When asked what it is like to save a life, Kimm simply says he doesn't know.
"You don't think of it that way," said Kimm. "It is rewarding. It (saving someone's life) is just a nice thank you for a job well done."
Kimm has several accomplishments he speaks proudly of during his tenure. Kimm talks highly of how the equipment for the fire district has been upgraded. Kimm and his staff obtained a $700,000 grant to upgrade the department equipment. There have also been several new construction projects, including a new maintenance facility and a new fire station in White Swan. Kimm is also pleased with how the training has improved for firefighters and volunteers. He is also proud of the swift water rescue team that was formed to rescue people trapped in the Yakima River. Kimm is also proud of the fact he has never had to turn to patrons in the fire district to ask for additional funding for projects. Kimm has managed to maintain the $3 million operating budget gained from residential taxes in the fire district since he came aboard.

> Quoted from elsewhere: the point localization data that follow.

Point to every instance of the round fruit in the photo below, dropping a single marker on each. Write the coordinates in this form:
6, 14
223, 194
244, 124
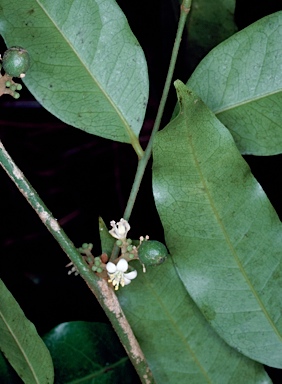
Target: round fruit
15, 61
152, 252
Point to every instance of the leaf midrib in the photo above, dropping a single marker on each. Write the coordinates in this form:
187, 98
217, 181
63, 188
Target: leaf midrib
129, 131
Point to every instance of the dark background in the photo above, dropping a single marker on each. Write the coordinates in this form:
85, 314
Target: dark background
81, 177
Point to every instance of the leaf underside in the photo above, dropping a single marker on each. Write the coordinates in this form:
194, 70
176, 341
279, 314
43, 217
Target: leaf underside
85, 352
21, 344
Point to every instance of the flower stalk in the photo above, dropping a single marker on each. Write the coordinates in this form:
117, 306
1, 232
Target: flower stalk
99, 287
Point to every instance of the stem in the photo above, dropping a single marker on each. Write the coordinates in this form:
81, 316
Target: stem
184, 10
104, 294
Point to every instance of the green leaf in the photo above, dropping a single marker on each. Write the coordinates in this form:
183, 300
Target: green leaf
88, 353
21, 344
7, 373
209, 23
241, 82
221, 230
107, 240
178, 343
87, 67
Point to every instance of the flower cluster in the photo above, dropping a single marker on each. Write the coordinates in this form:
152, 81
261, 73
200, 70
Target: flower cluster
117, 275
118, 272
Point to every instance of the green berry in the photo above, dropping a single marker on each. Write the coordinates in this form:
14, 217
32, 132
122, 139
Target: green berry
15, 61
152, 252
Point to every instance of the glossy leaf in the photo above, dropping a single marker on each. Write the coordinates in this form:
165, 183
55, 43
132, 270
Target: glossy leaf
21, 344
87, 67
241, 82
221, 230
177, 341
209, 23
7, 374
88, 353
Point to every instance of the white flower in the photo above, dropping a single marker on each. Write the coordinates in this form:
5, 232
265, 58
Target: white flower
117, 273
120, 229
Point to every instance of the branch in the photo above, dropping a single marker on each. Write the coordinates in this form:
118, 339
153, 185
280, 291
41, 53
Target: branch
98, 286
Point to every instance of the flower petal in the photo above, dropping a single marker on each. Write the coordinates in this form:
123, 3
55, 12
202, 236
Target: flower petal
130, 275
126, 281
122, 265
111, 267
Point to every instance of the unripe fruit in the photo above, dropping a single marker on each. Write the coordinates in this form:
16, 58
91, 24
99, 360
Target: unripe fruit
152, 252
15, 61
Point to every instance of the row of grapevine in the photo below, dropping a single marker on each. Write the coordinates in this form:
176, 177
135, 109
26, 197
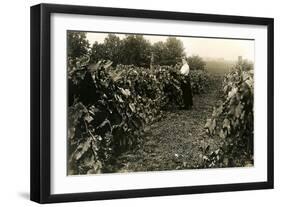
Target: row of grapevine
110, 106
232, 121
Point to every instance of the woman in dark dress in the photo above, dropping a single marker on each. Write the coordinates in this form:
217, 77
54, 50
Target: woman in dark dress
186, 85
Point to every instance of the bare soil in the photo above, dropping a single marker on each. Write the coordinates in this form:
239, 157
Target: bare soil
176, 141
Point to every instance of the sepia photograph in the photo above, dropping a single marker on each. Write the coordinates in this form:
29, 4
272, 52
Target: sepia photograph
155, 102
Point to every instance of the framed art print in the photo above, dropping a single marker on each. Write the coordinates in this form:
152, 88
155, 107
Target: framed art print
133, 103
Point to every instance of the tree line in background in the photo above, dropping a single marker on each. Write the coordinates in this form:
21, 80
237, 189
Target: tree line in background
131, 50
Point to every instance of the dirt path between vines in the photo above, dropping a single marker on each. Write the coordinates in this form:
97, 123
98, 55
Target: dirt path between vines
174, 142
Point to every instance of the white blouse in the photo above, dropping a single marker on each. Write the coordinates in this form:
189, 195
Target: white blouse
185, 69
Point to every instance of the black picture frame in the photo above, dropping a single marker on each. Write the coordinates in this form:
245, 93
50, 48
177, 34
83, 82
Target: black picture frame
40, 102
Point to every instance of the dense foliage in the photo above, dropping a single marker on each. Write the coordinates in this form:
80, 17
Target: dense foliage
138, 51
232, 121
109, 108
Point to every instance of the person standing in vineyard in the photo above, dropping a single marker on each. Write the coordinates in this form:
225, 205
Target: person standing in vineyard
186, 86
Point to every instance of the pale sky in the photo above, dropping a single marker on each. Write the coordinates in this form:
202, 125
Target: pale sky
228, 49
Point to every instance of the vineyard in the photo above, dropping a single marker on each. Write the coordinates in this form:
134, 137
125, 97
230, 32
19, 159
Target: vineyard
120, 116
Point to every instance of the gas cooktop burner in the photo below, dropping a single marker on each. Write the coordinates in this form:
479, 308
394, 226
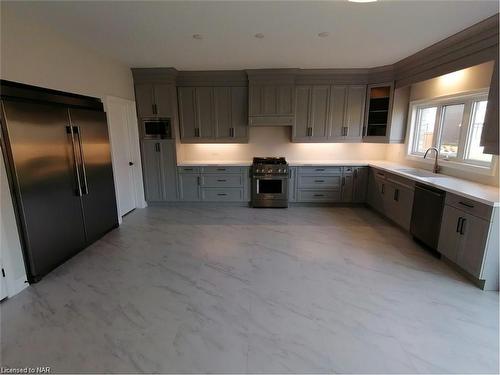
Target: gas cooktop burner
271, 160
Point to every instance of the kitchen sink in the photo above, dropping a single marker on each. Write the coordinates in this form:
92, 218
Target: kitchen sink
419, 173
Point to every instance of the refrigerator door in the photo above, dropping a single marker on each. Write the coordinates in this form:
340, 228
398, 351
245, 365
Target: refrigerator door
41, 157
98, 199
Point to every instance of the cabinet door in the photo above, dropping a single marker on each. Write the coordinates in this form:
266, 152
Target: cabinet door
355, 110
189, 187
269, 100
347, 188
360, 184
239, 112
337, 110
449, 236
302, 109
187, 112
152, 166
255, 100
144, 98
473, 235
168, 167
205, 115
223, 123
319, 111
285, 100
164, 99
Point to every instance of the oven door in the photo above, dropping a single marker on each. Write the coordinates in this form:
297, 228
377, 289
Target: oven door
269, 188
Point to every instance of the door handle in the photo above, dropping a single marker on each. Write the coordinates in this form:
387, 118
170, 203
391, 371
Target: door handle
462, 226
69, 130
85, 191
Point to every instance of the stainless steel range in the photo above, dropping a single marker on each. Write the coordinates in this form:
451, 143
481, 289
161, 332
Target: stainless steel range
270, 182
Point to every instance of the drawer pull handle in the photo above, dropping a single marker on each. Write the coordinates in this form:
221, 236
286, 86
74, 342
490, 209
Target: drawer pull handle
466, 204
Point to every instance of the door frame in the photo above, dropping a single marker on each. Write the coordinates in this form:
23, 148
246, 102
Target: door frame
133, 136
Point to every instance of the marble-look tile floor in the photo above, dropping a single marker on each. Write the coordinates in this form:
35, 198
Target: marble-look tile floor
237, 290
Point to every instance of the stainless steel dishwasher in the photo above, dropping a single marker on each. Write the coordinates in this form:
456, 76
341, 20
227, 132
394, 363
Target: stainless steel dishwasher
428, 204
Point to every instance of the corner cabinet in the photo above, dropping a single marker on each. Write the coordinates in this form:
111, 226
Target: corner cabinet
159, 170
213, 114
386, 113
326, 113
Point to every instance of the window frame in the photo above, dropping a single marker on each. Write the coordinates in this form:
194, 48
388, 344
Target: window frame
468, 100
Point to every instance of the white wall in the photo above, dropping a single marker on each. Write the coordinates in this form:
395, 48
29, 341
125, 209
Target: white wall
275, 141
34, 54
474, 78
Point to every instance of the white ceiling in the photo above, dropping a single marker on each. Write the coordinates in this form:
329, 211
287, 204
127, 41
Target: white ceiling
148, 34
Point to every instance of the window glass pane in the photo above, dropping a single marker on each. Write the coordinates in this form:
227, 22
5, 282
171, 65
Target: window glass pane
450, 129
424, 131
475, 151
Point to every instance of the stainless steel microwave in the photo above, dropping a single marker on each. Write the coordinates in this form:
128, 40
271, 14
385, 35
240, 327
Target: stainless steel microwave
157, 128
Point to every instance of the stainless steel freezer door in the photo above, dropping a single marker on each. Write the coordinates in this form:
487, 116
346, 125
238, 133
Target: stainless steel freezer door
99, 201
46, 187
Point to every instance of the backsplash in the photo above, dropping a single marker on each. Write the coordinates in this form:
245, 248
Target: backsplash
275, 141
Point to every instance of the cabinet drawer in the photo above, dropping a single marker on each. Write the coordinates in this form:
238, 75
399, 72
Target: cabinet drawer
221, 195
319, 196
320, 182
468, 205
317, 171
222, 180
188, 169
221, 169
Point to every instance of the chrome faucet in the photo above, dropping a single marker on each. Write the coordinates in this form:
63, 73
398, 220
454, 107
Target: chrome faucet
436, 165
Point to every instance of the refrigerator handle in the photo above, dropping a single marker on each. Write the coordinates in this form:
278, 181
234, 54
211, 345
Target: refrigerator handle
85, 189
69, 130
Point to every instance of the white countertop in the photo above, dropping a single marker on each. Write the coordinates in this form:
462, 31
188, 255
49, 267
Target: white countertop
486, 194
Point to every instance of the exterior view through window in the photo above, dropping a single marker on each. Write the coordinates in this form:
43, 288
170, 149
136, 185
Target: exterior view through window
453, 125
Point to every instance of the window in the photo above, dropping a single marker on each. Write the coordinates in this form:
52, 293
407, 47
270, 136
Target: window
452, 125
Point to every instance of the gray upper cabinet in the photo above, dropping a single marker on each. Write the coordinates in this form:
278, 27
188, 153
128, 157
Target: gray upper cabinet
154, 99
159, 166
213, 114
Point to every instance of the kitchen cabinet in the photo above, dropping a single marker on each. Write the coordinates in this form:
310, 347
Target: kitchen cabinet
347, 108
155, 100
386, 113
213, 114
329, 113
159, 170
469, 238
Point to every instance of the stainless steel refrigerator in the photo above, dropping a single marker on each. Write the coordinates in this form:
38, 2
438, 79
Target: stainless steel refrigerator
57, 153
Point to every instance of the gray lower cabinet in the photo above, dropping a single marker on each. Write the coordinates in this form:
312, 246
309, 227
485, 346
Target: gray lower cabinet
469, 238
159, 167
213, 184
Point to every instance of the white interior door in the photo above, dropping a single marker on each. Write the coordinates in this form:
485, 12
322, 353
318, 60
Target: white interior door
126, 162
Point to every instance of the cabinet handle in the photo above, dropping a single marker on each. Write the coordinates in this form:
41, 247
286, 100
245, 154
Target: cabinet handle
466, 204
462, 229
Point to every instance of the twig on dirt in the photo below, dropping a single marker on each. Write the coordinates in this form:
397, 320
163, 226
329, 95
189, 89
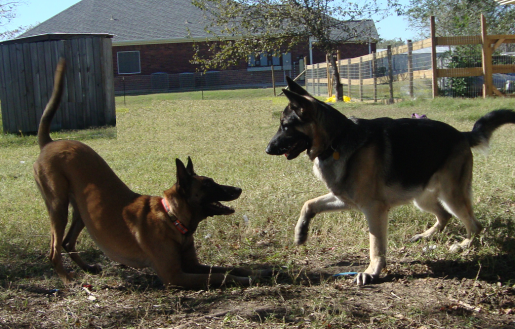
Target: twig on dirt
209, 316
477, 275
465, 305
393, 294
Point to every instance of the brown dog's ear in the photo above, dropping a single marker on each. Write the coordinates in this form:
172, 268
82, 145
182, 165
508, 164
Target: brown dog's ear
296, 88
189, 167
183, 177
302, 105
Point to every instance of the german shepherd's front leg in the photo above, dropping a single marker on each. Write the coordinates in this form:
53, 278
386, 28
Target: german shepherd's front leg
311, 208
377, 218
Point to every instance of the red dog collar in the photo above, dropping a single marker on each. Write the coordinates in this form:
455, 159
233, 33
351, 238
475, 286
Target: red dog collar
181, 228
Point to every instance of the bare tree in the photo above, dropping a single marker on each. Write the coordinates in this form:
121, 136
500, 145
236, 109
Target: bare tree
246, 27
7, 13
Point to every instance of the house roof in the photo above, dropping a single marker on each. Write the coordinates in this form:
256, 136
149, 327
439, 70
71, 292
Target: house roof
135, 22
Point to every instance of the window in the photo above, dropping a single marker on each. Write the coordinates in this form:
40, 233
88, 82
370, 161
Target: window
264, 60
128, 62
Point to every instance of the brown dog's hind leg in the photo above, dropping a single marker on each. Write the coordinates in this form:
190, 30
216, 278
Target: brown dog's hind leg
58, 212
70, 241
54, 189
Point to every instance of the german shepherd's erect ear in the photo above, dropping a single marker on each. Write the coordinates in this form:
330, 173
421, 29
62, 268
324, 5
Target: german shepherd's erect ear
296, 88
303, 105
189, 167
183, 176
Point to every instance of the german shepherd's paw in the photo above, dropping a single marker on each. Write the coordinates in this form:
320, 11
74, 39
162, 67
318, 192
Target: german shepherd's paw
93, 269
301, 234
363, 278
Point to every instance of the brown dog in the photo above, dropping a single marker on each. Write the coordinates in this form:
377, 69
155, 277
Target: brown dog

Kimm, though, is the first to point out he couldn't have done what he has done without his staff.
"The fire chief steers the boat, everyone else makes it go," said Kimm. "It is going to be an emotional day when I say goodbye to all these wonderful people. I have been able to do something I love and I have got to go to the top. It has been a real pleasure to be fire chief. I have a lot of pride in the fire district."
Kimm said it is going to be a big relief when he closes the door to his office in the Zillah station for the final time on June 30.
"I constantly worry," he said.
Kimm said he always worries about his crew when they go to a call.
"When our fire district has a fire, it usually is a major fire," said Kimm.
Kimm said the worries that go along with being chief have been very overwhelming at times, and he is looking forward to his retirement.
After 33 years of being constantly on call, rushing away at a moment's notice, Kimm is ready to give a little bit back to the woman who has stood by his side throughout it all. Kimm said his wife, who works at Bob Hall Financial, and him have been working for numerous years on building a retirement nest egg. Kimm and his wife decided about a year ago it was time to retire. Kimm said he has been a very active fireman over the last 33 years, which has taken time away from his wife and their two daughters and the rest of his family.
"To be active you are very inactive with your family," said Kimm. "I have given 33 years of service to the community, now I am going to give 33 years of service to my family."
Kimm does have a very special day planned for his wife that he doesn't plan to miss because of an emergency. Their informal date involves something Kimm missed last time because he had to rush away to a call during a power outage caused by the event in question.
"I want to spend the next lightning storm we have with my wife," smiled Kimm.